Similarly, Steve Alford had Ben Howland players as his MVPs until last year for non-losing seasons. Last year, Alford had one of the best offensives in modern college basketball. How much was Lonzo Ball and how much was Alford? We will find out this year. However, despite this great college player, UCLA, led by Alford, was unable to get further than the Sweet 16 and third place in the Pac-12.
Also like Mora, Alford’s next best player was a misused leftover of the previous coach, Norman Powell. For some reason, Ben Howland saw Powell as a three-point shooter instead of a driver/slasher. Alford, like Mora with Barr, converted Powell into what he truly was and he was probably the second best player so far for Alford.
Mora and Alford differed, though,in some important respects. Mora had some interesting victories off the playing field. He memorably destroyed TJ Simers in his attempted take down. He handled the death of a player with class. Mora seemed to me, at least, to always strike the right tone with the media. He also handled the administrative bureaucracy with a deftness that avoided many of the problems of past coaches.
Alford has struggled with the media and saying the right thing. He was blindsided by the Pierre Pierce situation, seemingly unprepared to talk about his past. He cited Bobby Knight over John Wooden at the start of his UCLA career. His recent comments about UCLA fans expecting more than a Sweet 16 were born out of frustration, no doubt, but they are indefensible. Moreover, Alford seems to regularly lose players to not understanding the admission or academic process, whether it is a much needed point guard like Jon Octeus, a marginal player such as Kobe Paras, or a current player as allegedly happened with Jonah Bolden.

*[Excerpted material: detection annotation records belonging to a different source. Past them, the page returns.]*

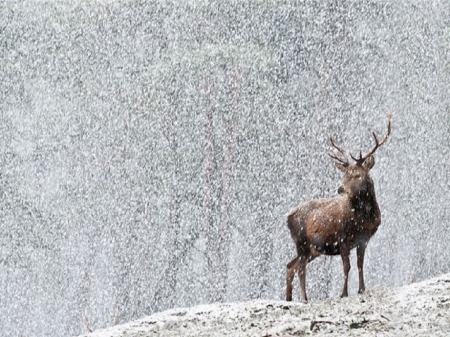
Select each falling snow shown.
[0,0,450,336]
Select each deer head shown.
[328,114,392,197]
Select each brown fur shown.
[286,116,391,303]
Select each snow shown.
[78,274,450,337]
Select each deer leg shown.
[298,257,308,304]
[341,246,350,297]
[356,243,366,294]
[286,257,299,301]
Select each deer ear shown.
[363,156,375,171]
[334,162,348,172]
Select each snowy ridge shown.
[77,274,450,337]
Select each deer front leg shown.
[356,243,367,294]
[286,257,299,301]
[341,246,350,297]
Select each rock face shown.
[78,274,450,337]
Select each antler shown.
[327,133,349,165]
[350,113,392,165]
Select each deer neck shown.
[349,186,380,219]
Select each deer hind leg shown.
[340,246,350,297]
[298,257,308,303]
[356,243,367,294]
[286,257,300,301]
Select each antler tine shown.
[327,133,349,165]
[350,113,392,164]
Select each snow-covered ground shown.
[79,274,450,337]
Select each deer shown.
[286,114,392,303]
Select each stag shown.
[286,115,392,303]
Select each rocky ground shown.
[79,274,450,337]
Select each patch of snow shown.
[77,274,450,337]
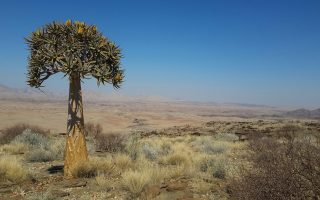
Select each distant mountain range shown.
[285,108,320,119]
[0,84,170,102]
[0,84,320,119]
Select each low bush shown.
[72,162,98,178]
[165,152,190,166]
[203,142,228,154]
[230,132,320,200]
[94,134,125,153]
[84,122,103,137]
[122,170,152,196]
[14,129,50,149]
[0,124,48,144]
[1,142,29,154]
[125,133,141,160]
[0,156,28,183]
[26,148,56,162]
[114,154,133,172]
[142,143,158,160]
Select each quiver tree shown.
[26,20,123,177]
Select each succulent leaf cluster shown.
[26,20,124,88]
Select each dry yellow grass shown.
[122,170,151,196]
[114,154,134,172]
[0,156,28,183]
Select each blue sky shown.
[0,0,320,108]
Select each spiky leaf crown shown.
[26,20,124,88]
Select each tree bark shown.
[64,73,88,178]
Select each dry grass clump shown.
[84,122,102,137]
[0,156,28,183]
[142,143,159,161]
[72,162,98,178]
[93,133,125,153]
[0,124,48,144]
[114,154,134,172]
[122,170,152,196]
[165,152,190,165]
[230,130,320,199]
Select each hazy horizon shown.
[0,0,320,108]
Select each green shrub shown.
[0,124,48,144]
[26,148,56,162]
[142,144,158,160]
[72,162,98,178]
[0,156,28,183]
[14,129,50,149]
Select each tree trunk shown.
[64,73,88,178]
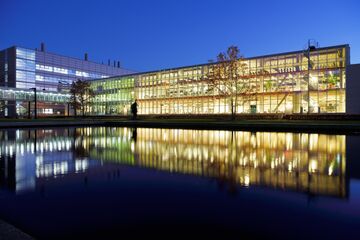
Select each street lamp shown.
[29,88,37,119]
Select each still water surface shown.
[0,127,360,239]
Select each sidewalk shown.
[0,118,360,134]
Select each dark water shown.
[0,127,360,239]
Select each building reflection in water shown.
[0,127,347,197]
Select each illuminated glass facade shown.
[89,45,350,115]
[0,46,133,116]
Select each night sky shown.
[0,0,360,71]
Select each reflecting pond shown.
[0,127,360,239]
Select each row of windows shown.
[36,64,109,79]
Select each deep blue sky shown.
[0,0,360,71]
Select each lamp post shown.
[29,88,37,119]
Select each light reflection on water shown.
[0,127,348,198]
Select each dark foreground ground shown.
[0,117,360,134]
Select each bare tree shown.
[69,79,95,116]
[204,46,251,119]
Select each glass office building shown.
[0,44,134,115]
[88,45,350,115]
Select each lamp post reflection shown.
[0,127,347,197]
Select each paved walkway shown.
[0,119,360,134]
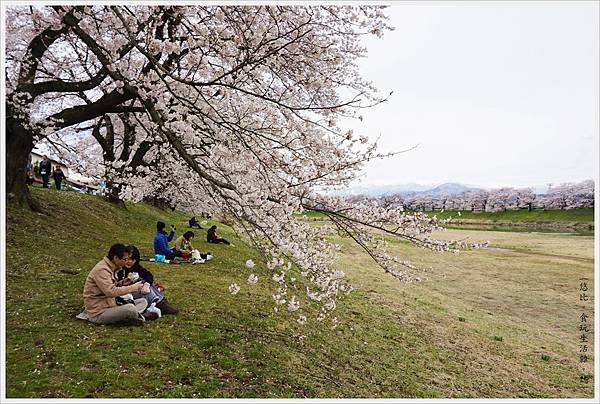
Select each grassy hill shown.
[5,189,593,398]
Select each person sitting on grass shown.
[117,245,179,314]
[188,216,202,229]
[175,231,194,252]
[154,222,181,260]
[82,244,158,325]
[206,225,231,245]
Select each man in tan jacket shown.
[83,244,154,325]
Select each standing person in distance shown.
[188,216,202,229]
[206,225,231,245]
[39,155,52,188]
[154,222,181,260]
[52,167,65,191]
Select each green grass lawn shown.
[3,189,594,398]
[426,208,594,223]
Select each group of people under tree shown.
[153,216,231,260]
[78,217,230,325]
[25,156,65,191]
[80,243,178,325]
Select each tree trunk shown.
[5,112,39,210]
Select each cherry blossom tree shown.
[6,5,492,323]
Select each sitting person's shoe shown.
[142,311,158,321]
[156,298,179,314]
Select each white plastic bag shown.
[146,302,162,318]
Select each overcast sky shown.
[354,1,600,187]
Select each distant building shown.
[29,151,69,184]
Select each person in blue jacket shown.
[154,222,181,260]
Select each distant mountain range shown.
[335,182,483,196]
[333,182,548,196]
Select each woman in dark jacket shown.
[206,226,231,244]
[117,245,179,314]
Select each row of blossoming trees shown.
[358,180,594,212]
[5,4,488,326]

Mora followed two coaches who had no business being hired at UCLA. He changed the culture and ended such things as “over the wall” to get out of practice and seemed to be liked by the players. Even in losses his teams never seemed to give up with a great example of the great comeback win earlier this year over Texas A & M and years earlier at Nebraska.
Alford has been plagued by teams that seem to not put out effort on defense, ironically the hallmark of his more successful predecessor. Alford’s best wins have arguably been against powerhouse Kentucky, but so have his worst losses, including a game in which UCLA only scored 8 in the first half.
This season, Alford may be in danger of suffering Mora’s fate if his team does not improve on defense. Mora’s hiring and standing by Tom Bradley may have been his downfall. Alford lost his skills and tactician assistant in Schilling and promoted within instead of working to obtain a similar level assistant coach.
But bottom line: Mora was a better coach than his two most recent predecessors and did some good at UCLA although he ultimately failed. Alford has been more “fun” than his predecessor, but has yet to prove he is a UCLA level coach. Time ran out for Mora this year. Will it run out for Alford too?